The Court further held stated that even though there was a specific exemption clause mentioned on the parking tag, the hotel (Appellant) cannot exempt itself from its obligation under Section 151 and Section 152 of the Indian Contract Act, 1872. The hotel (Appellant) still had to prove that any loss or damage to the hotel’s guest property was not on account of its negligence.
Thus, the Apex Court ordered that the liability should be affixed to the hotel (Appellant) due to wanting of the requisite care towards the car bailed to them.

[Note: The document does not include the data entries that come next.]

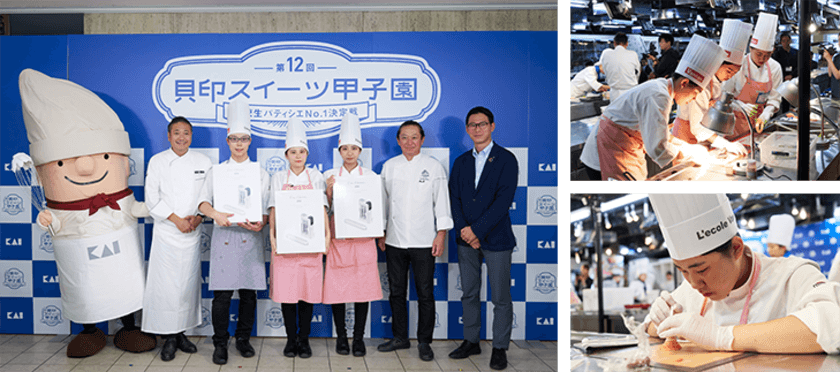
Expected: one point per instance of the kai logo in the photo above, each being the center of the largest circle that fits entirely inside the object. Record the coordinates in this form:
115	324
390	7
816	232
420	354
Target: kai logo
51	316
545	282
546	206
275	164
13	204
205	317
99	252
13	278
274	318
45	243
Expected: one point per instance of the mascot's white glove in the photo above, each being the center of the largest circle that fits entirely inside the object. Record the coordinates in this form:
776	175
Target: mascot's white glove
733	147
702	330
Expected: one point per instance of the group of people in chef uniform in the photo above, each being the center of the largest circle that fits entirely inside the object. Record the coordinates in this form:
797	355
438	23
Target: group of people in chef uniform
636	122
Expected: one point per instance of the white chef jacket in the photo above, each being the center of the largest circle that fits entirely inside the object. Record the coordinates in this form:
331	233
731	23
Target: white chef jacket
584	82
622	68
694	111
646	108
759	74
206	193
417	195
785	286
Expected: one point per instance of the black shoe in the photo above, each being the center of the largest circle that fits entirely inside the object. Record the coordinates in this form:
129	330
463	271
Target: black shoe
184	344
498	360
167	353
291	347
359	347
220	354
245	348
426	353
304	351
342	347
465	350
394	344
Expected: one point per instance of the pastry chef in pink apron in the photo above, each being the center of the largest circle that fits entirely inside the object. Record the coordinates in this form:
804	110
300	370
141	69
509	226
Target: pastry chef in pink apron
733	298
296	279
352	274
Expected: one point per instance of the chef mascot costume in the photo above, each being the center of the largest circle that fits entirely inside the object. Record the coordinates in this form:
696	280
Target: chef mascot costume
80	150
733	298
780	234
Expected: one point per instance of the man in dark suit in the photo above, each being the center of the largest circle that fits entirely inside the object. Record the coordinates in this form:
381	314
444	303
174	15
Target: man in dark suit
481	189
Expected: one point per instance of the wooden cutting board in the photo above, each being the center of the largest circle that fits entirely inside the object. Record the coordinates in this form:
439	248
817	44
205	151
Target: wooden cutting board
691	357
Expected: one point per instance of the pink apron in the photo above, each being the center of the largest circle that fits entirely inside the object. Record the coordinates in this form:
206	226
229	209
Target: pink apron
352	273
621	152
297	276
752	92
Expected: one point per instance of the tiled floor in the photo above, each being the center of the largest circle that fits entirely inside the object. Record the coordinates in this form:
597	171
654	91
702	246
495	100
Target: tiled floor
47	353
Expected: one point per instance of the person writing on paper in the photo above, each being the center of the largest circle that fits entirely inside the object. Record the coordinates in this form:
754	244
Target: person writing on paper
418	217
352	274
733	298
754	86
237	261
172	301
637	123
296	278
780	234
734	37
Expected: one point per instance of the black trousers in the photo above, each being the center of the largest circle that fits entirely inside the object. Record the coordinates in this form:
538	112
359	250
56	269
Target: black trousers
361	310
221	314
300	312
398	262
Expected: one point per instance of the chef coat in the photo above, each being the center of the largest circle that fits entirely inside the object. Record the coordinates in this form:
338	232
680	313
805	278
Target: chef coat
584	82
646	109
622	68
237	260
173	284
759	75
785	286
417	195
694	111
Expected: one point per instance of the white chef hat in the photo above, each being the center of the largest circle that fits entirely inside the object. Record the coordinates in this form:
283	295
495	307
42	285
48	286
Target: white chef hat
65	120
694	224
351	132
296	134
764	35
701	60
734	37
239	118
781	229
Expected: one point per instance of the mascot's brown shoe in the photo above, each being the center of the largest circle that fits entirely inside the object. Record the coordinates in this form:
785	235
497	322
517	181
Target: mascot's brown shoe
85	345
134	340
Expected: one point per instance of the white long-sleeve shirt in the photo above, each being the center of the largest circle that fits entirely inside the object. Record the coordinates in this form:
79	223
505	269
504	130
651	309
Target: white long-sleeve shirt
785	286
758	74
173	183
417	195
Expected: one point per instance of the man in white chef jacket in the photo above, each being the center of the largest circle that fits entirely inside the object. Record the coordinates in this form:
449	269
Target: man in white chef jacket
780	234
171	302
733	298
418	216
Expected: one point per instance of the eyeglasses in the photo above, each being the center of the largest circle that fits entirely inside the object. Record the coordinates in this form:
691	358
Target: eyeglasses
239	139
477	125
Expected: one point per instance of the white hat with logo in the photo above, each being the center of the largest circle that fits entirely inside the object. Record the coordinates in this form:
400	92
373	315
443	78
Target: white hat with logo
734	38
701	60
781	229
694	224
239	118
296	134
65	120
764	35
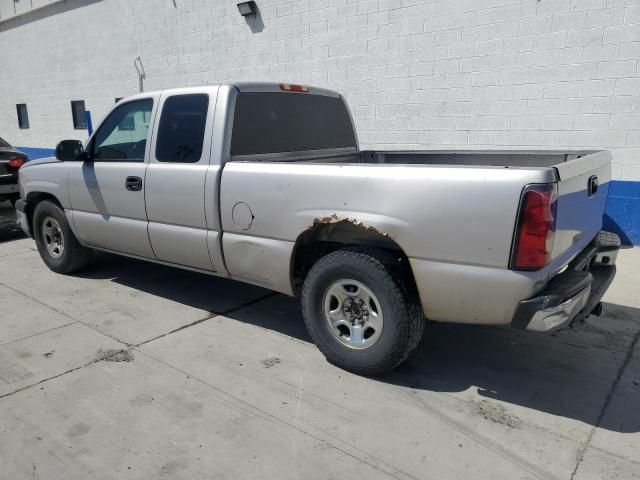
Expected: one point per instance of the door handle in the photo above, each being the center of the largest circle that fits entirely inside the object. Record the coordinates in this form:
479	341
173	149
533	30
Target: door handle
133	183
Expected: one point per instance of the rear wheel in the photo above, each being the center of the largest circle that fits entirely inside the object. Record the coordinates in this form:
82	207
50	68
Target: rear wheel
360	313
57	245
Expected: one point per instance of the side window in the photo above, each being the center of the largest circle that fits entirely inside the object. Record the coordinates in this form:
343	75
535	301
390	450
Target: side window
181	128
123	135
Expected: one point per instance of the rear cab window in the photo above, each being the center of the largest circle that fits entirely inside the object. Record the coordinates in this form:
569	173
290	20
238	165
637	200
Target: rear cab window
181	129
283	122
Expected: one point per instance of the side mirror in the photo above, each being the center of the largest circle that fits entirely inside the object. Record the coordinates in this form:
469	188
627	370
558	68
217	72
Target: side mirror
70	150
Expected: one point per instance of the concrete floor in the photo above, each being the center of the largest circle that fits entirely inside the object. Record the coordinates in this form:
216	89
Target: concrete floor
222	382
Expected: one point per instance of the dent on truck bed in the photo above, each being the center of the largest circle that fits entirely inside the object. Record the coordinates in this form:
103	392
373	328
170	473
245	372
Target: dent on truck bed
335	218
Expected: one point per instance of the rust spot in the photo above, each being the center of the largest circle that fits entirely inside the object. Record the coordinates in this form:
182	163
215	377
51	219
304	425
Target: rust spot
334	218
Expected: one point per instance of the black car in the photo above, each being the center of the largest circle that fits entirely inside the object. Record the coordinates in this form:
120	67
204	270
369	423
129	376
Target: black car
10	162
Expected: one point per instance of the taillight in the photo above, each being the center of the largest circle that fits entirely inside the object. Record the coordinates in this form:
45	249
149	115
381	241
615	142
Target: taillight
15	163
536	228
287	87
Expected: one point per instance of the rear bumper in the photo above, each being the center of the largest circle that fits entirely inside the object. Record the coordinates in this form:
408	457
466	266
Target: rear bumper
9	188
574	293
21	217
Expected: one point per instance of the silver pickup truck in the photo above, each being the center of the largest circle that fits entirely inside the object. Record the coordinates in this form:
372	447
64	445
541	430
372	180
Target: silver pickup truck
265	183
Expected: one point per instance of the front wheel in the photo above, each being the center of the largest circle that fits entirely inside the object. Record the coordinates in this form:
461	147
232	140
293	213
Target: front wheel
360	314
57	245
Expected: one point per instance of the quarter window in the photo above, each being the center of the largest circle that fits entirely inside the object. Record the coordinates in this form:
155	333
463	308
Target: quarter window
23	115
181	128
78	114
123	135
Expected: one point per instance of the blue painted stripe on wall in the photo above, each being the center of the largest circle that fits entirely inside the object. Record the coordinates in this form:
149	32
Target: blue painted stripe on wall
35	153
622	214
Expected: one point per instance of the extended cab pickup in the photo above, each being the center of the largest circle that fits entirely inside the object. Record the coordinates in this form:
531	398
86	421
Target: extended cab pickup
265	183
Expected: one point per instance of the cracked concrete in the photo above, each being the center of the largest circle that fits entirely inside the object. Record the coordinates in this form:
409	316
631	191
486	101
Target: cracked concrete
206	398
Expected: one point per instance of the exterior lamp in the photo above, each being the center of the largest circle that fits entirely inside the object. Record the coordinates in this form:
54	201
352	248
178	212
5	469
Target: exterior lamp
247	8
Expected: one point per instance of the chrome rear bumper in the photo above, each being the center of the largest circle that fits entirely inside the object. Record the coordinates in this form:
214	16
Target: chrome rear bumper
574	293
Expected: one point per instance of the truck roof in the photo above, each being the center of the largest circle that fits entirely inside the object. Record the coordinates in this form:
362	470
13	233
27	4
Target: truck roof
242	87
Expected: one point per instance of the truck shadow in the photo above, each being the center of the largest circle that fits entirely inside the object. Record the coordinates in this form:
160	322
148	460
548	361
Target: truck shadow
568	373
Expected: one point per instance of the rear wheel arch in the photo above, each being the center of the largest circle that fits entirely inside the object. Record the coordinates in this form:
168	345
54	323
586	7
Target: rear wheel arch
325	238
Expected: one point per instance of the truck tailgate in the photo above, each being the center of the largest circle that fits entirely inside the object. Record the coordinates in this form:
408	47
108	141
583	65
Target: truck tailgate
583	185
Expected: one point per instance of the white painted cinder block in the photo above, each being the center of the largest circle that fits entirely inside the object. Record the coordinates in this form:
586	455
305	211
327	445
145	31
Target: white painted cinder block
417	74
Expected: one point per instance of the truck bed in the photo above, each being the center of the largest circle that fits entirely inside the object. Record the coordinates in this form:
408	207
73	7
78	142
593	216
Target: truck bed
478	158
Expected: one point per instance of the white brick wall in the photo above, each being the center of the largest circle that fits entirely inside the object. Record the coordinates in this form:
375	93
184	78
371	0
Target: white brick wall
417	74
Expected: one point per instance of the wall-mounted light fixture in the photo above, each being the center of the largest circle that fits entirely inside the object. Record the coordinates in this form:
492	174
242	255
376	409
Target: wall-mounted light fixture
247	8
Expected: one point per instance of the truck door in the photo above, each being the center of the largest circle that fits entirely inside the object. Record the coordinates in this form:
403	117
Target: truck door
106	192
175	181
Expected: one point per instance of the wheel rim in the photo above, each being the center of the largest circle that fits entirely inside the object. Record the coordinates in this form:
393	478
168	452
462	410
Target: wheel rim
52	237
353	313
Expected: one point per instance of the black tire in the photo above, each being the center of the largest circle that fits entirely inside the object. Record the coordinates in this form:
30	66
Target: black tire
74	256
404	321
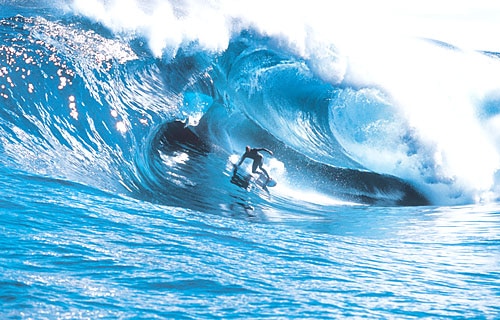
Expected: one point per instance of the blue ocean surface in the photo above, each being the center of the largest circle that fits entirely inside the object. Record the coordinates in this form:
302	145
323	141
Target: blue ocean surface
121	122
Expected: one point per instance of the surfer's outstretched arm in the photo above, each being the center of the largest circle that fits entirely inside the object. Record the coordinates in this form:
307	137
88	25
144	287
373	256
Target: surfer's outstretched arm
266	150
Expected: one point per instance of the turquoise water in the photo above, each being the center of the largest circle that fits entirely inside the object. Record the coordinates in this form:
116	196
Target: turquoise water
116	197
72	251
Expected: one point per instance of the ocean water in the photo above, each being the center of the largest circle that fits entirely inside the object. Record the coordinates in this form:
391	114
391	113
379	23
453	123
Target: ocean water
120	123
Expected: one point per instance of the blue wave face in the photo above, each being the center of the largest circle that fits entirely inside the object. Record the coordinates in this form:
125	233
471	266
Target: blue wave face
83	104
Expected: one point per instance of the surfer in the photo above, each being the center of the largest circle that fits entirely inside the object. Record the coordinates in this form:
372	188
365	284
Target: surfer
257	157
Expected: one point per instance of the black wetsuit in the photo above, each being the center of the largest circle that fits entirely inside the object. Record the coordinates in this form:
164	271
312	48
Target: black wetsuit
257	159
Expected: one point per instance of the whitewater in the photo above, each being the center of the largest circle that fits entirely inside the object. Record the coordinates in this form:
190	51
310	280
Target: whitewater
120	122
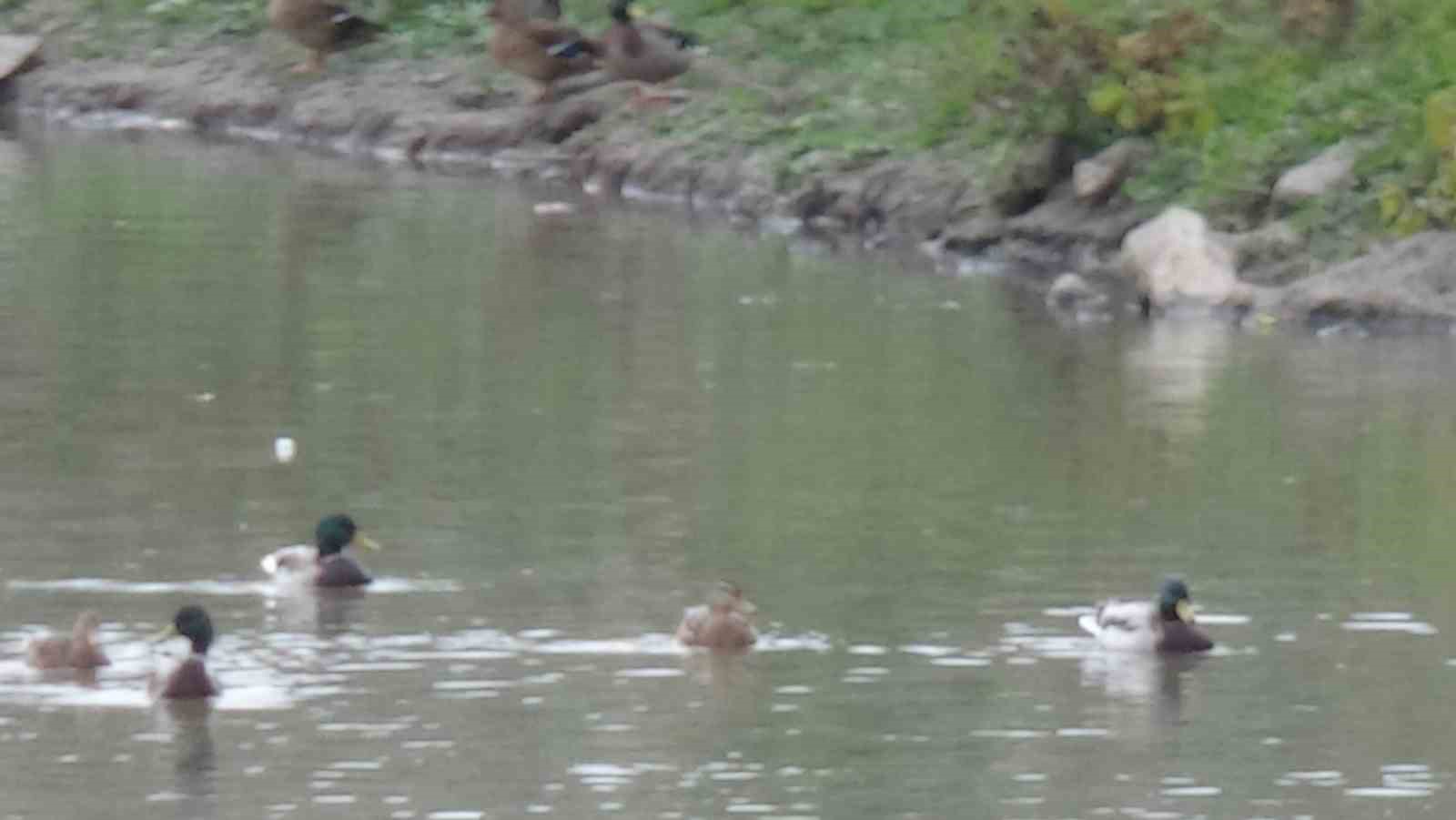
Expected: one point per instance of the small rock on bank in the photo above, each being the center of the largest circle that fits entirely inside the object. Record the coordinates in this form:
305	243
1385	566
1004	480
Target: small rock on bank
1329	171
1409	283
18	55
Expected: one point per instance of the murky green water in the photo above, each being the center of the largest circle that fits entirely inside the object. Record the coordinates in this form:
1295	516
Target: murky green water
567	429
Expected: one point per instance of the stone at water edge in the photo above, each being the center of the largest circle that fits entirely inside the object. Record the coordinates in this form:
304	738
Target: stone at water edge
18	55
1176	261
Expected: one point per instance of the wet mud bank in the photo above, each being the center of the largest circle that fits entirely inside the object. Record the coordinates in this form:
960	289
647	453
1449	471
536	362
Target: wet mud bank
1053	218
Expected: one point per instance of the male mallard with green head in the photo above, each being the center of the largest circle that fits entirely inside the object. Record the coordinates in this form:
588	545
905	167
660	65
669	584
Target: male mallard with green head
725	623
79	650
324	564
319	26
640	51
1162	625
189	679
538	48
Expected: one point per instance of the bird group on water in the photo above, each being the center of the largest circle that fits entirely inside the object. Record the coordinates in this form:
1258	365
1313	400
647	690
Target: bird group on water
528	40
725	623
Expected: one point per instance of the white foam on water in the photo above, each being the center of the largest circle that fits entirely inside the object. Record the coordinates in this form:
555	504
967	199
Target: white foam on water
650	672
1390	791
1193	791
1223	619
1409	626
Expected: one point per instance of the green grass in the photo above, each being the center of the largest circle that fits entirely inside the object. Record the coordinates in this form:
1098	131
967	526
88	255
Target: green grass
1232	99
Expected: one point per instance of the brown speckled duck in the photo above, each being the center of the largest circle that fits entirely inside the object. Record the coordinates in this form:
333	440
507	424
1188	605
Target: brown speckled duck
76	652
189	681
642	51
324	562
319	26
725	623
536	48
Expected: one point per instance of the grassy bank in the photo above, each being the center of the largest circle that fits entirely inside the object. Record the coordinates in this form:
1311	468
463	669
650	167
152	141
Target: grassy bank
1234	92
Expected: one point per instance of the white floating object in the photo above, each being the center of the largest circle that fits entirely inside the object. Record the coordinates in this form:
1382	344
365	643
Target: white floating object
553	208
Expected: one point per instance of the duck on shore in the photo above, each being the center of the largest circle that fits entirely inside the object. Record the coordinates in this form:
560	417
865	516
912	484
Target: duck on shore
642	51
77	650
538	48
189	679
725	623
324	562
319	26
1164	625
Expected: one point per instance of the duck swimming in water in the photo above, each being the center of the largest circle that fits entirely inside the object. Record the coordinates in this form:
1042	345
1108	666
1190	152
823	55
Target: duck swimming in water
324	562
79	650
1162	625
189	681
725	623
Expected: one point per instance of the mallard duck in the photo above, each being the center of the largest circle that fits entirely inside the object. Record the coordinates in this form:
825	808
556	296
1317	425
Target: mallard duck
641	51
189	679
725	623
1162	625
319	26
324	564
76	652
538	48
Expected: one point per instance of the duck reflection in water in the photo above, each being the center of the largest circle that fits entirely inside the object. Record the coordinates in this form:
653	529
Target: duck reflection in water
1147	691
196	764
328	612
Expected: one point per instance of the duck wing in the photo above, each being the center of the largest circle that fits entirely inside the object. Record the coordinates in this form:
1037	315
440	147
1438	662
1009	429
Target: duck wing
1123	625
291	561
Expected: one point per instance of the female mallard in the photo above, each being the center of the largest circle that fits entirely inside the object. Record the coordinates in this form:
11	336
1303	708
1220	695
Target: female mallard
324	562
319	26
645	53
189	681
1164	625
76	652
725	623
538	48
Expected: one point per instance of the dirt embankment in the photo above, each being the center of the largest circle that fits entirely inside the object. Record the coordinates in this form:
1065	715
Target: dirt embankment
1045	218
433	114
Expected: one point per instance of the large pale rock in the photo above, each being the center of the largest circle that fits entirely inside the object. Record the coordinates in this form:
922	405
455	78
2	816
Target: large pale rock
1409	283
1176	261
1097	178
1331	169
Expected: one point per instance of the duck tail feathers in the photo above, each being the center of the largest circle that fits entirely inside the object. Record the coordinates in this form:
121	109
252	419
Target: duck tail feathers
351	29
572	48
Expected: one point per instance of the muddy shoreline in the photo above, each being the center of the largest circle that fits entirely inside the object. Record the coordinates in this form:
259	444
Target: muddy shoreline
433	114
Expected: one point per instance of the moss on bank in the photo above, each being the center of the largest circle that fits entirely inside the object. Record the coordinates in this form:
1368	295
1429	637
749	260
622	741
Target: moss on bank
1234	92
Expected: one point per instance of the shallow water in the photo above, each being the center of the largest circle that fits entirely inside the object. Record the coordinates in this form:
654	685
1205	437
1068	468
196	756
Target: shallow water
565	429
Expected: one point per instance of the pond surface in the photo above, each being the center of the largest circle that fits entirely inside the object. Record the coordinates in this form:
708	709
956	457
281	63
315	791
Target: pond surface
564	430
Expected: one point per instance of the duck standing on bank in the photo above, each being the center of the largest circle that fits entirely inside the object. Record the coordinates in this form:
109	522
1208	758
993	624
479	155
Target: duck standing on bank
1164	625
725	623
189	679
641	51
536	48
319	26
324	562
79	650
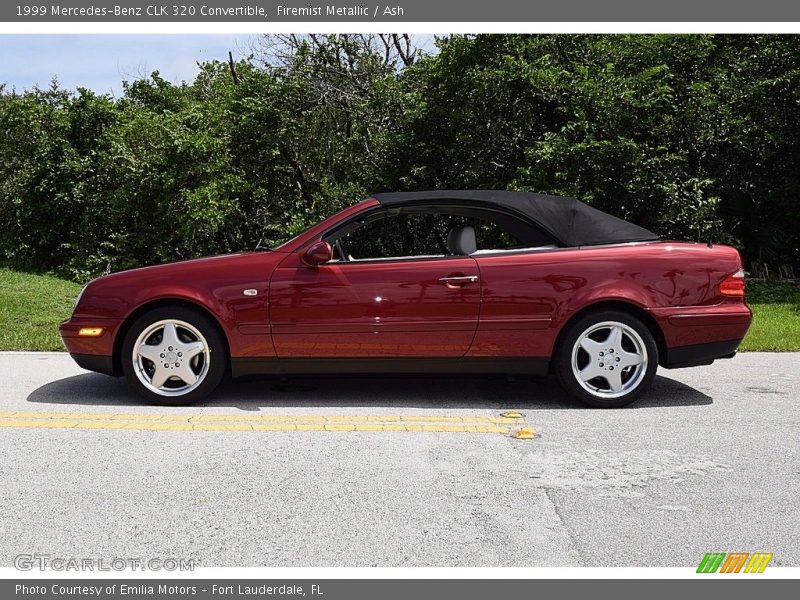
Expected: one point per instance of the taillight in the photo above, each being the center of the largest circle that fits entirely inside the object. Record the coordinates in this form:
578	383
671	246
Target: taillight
733	285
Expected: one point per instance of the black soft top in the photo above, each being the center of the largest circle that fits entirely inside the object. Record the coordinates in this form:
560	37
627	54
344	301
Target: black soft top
568	220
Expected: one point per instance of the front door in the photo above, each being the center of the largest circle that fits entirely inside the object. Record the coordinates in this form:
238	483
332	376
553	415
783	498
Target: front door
425	307
394	289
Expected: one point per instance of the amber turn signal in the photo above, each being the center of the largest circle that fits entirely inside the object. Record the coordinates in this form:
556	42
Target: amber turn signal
733	285
90	331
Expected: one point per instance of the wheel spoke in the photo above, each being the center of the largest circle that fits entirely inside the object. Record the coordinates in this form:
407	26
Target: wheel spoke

Consequently, the appeal filed by the hotel (Appellant) was dismissed accordingly.
The consumer complaint in consideration is maintainable before the Consumer Disputes Redressal Commission if it is filed by the insurer as a surrogate and along with the original owner as a co-complainant.
There is no precedent available in Indian case laws, therefore, this case will guide and act as a precedent to future lawyers and judges. This case also guides the way of using foreign judgments from common law jurisdictions.
This landmark case puts the obligation on the Hotel owners and operators to ensure the safety of the vehicle of the hotel guests which are transferred to the hotel management for the purpose of valet parking and hotel management should carefully re-evaluate their systems, processes, and procedures which they have adopted in order to discharge the Hotel’s obligations and duty of care when the Hotel accepts the Hotel guests’ cars for the purpose of valet parking.